Rund ist auch Sabine Hörtners Idee (die aber gar nicht mehr zur
Debatte stehen soll) zum Sparkassaplatz in Wien 15. Wenn es nach ihr geht,
reagiert der Kreisverkehr auf das Verkehrsaufkommen: In der Mitte soll ein
laufendes Lichtband seine Runden drehen und grün sein, wenn die
Verkehrsteilnehmer-Frequenz durchschnittlich ist, und rot, wenn sie
überdurchschnittlich ist. Freilich könnte das die Autofahrer überfordern,
weil bei der Führerscheinprüfung nicht vorgekommen ist, wie man zwischen
Verkehrsregeln (konkret: Ampeln) und künstlerischer Freiheit (die in den
Ampelfarben daherkommt) unterscheidet. Obwohl ein langsames Lichtband ja
ansteckend und folglich wirksamer als ein
Geschwindigkeitsbeschränkungs-Schild sein könnte. Die Zone vor der
wahrscheinlich kulturellsten Baustelle Wiens (dem Museumsquartier) harrt
ebenfalls ihrer Gestaltung. Beim Anblick dieser zwei Wiesenrestln kann man
es Hundebesitzern fast nicht verübeln, dass sie sie mitunter als Hundeklo
missverstehen (rechts die Damen, links die Rüden?). Man möchte sagen: Die
Grasstücke warten wie Dornröschen auf den Kuss des Märchenprinzen. Der ja
ausnahmsweise Susanne Lorenz heißen kann, die den einen Teil am liebsten
in eine erholsame grüne "Lange Landschaft" ummodeln würde und den zweiten
Teil in eine rote "Kunstspielfläche" für Ausstellungen und Werbeplakate.

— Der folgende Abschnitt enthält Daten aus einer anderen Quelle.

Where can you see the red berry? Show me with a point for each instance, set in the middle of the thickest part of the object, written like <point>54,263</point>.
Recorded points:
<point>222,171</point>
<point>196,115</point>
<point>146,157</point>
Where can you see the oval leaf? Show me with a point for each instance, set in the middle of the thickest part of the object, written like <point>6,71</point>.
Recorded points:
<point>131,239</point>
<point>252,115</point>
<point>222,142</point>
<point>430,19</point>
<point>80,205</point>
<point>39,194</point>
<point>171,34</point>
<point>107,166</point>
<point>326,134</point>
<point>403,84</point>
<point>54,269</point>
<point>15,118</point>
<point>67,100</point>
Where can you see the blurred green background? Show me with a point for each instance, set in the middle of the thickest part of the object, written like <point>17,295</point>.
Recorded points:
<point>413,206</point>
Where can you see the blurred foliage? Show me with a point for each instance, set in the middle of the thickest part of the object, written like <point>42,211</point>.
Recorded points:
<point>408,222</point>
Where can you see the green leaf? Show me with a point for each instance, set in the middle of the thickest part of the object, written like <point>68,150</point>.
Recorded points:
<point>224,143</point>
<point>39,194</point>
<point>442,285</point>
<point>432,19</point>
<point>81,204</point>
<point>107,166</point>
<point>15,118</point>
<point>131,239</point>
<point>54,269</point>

Natürlich hätte der rote Kunststoffbelag (wie auf Sportplätzen) den Tod
von Tausenden Grashalmen zur Folge. Dieser kleine botanische "Massenmord"
hätte allerdings den Vorteil, dass man sich die Schuhe nicht mehr dreckig
machen kann und der Bodenbelag ist auch noch wasserlackenabweisend,
nämlich wasserdurchlässig. Insgeheim ist das Projekt auch noch
konzeptionell: Natur (grün) vs. Kultur (rot). Weniger riskant ist die
3 m ober- und 3 m unterirdische Glaspassage von Peter Sandbichler und Maja
Kirchner. In Kombination mit der projektierten abwechslungsreichen
Parklandschaft hat dieser Vorschlag einiges für sich. Ich bin gespannt,
wofür und ob sich die Jury überhaupt entscheidet.